Les solutions ne sont donc plus dans un « État stratège » comme on voudrait encore nous le laisser penser, mais bien dans le secteur privé. Tous les grands patrons et aussi les chefs d’entreprises de toutes tailles ont compris que le business des années futures se ferait dans l’économie verte. Pour mener la nécessaire décarbonation de l’économie, il existe selon moi trois options : il faut créer une « banque de défaisance » qui rachètera toutes les actions « fossiles » à prix cassés des banques commerciales, imposer une décarbonation des bilans des banques en ramenant à « 0 » les titres ou actions des sociétés exploitant ces énergies fossiles, et enfin demander à la Banque centrale européenne (BCE) de procéder directement au rachat, au prix fort, des actions « fossiles » des banques grâce à de la création de monnaie qu’elle seule est habilitée à faire.
Est-ce réaliste de donner ce rôle majeur à la BCE ?
Cela implique d’élargir ses domaines d’actions vers la lutte contre l’inflation et l’accompagnement de la croissance, avec la possibilité de prêter directement aux États. De telles évolutions devront s’accompagner d’une annulation par la BCE des 2 200 milliards de dettes des États qui sera compensée par une recapitalisation de la Banque par elle-même, sans perte pour quiconque. Il faudra créer de nouvelles recettes fiscales européennes (taxe carbone, taxe GAFA, taxe sur les transactions financières), accepter la possibilité de dettes communautaires (l’Allemagne vient de le faire) et permettre à la Commission européenne d’emprunter car l’Europe est le meilleur emprunteur du monde.
Et les jeunes dans tout ça ? Ce sont eux qui porteront ou supporteront nos décisions…
Il y a, chez eux, une très grande conscience des enjeux actuels.

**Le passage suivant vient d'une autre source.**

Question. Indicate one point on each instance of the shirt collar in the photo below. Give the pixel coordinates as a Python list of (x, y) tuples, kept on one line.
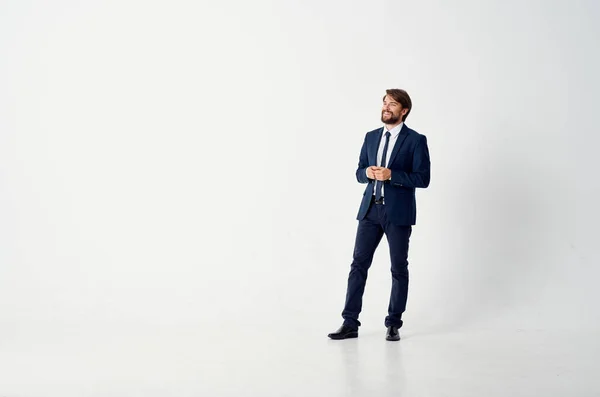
[(394, 131)]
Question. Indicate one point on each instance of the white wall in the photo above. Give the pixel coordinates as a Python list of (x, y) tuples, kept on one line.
[(161, 161)]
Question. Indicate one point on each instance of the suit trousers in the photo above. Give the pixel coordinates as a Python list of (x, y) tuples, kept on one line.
[(370, 231)]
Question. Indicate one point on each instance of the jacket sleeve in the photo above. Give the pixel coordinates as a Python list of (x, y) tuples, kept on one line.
[(420, 174)]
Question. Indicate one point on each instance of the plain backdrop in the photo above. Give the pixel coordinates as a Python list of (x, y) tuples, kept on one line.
[(186, 169)]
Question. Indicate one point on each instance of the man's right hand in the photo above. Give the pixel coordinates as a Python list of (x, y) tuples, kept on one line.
[(370, 170)]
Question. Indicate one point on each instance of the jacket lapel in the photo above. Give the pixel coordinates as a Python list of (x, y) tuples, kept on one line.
[(401, 137)]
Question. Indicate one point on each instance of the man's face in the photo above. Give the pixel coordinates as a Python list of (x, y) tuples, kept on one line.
[(391, 112)]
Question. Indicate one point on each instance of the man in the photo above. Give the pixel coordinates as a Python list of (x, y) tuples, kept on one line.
[(394, 160)]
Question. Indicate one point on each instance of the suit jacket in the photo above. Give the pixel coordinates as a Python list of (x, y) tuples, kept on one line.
[(409, 163)]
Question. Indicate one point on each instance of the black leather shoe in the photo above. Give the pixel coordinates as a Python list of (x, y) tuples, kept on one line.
[(344, 332), (392, 334)]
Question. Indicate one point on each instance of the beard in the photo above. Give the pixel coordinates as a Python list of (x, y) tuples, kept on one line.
[(391, 119)]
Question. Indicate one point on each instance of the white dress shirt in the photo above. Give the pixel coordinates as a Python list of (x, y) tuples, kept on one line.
[(394, 132)]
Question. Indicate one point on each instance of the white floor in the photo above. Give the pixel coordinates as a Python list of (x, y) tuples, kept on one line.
[(299, 361)]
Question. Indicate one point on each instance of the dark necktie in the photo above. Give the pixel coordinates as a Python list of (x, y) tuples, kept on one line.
[(379, 184)]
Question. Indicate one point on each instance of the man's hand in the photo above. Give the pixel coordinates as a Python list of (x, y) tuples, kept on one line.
[(371, 171), (382, 174)]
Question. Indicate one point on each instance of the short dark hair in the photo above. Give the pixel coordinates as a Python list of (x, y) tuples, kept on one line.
[(401, 97)]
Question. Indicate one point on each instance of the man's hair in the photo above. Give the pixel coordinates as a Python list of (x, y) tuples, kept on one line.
[(401, 97)]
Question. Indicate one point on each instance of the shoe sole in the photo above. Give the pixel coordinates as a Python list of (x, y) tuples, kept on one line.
[(347, 336)]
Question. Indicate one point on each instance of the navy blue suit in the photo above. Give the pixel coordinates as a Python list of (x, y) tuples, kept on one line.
[(410, 166)]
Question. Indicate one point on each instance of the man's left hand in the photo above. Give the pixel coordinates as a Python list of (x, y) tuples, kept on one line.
[(383, 174)]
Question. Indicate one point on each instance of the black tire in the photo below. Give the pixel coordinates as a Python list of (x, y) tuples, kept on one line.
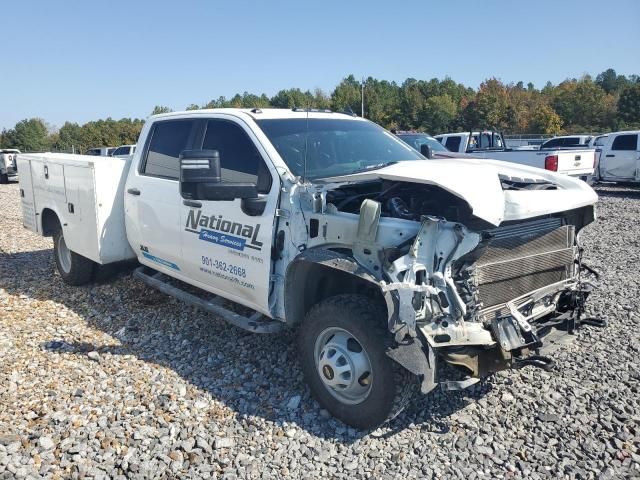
[(392, 387), (79, 270)]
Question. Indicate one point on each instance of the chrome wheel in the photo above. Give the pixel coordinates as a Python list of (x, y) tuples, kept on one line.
[(64, 255), (343, 365)]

Nos hommes politiques de plus de 40 ans n’ont reçu aucune éducation sur l’écologie, eux la vivent en revanche depuis leurs premières années d’école. Ils aspirent à des vies plus simples. Je vous incite à aller découvrir le Campus de la transition cofondé par Cécile Renouard ou celui de l’université Stellenbosch en Afrique du Sud. Les jeunes sont prêts à d’énormes sacrifices pour sauver la planète.